I'm not a real fan of Miss Swift. I think hers is at best a modest talent. But what she is, is an ICON; an utterly charismatic leader of taste for those who are into pop music today. What is interesting, in this regard, is that she -along with her sister canaries Lorde and Lana Del Rey, are all nudging pop in a slightly new direction. It's my perception that Pop since the Beatles has generally slid downhill in the direction on one hand of children's playground music (remember "Bouncy, Bouncy bally, or "My mother gave me fifty cents") and on the other toward the preliterate chants of societies on the order or the Melanesian Island music. Neither of these branches, however interesting to the musicologist, possesses any musical or lyric complexity. That is in keeping with the ever descending age level of the listener-consumers, and the general suspicion of sophistication that began with the counter culture. If your motto is "Don't listen to anybody over 30" you have cast off the Gershwins, Cole Porter, Duke Ellington and their kin.
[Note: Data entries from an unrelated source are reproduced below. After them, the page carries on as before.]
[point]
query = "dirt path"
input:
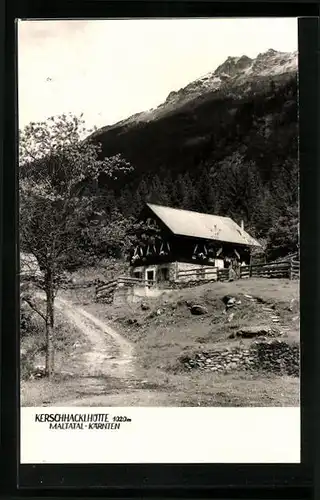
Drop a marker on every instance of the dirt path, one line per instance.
(104, 372)
(110, 354)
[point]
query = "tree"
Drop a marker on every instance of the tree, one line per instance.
(283, 237)
(55, 164)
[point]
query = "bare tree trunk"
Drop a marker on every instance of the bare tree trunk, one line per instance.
(49, 368)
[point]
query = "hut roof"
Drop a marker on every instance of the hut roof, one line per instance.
(200, 225)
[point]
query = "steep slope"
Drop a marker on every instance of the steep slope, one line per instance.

The motto seems to have been if the music was too complicated for you or anyone to play in the garage, it wasn't to be trusted. Only Willie Nelson remembered for us that tunes like Stardust had something to offer.
There has been no chromatic music (with sharps and flats) , involved harmonic structure (progressions beyond the simple 1-4-5 chords of the Blues); no lyrics approaching serious poetry for over half a century.
I'm not going to cite tracks here. My intuition is that in her presentation as a stage performer, her public 'personal' life and in her music she represents a turn toward a more musically and lyrically sophisticated pop music. I may put too much into it a a harbinger, but, my goodness, buying a house on Watch hill! That is such class. She is no revolutionary. If she suddenly started singing Harold Arlen she'd lose her audience. Yet if she -and her sister canaries keep it up she may gain a following I'm rooting for her!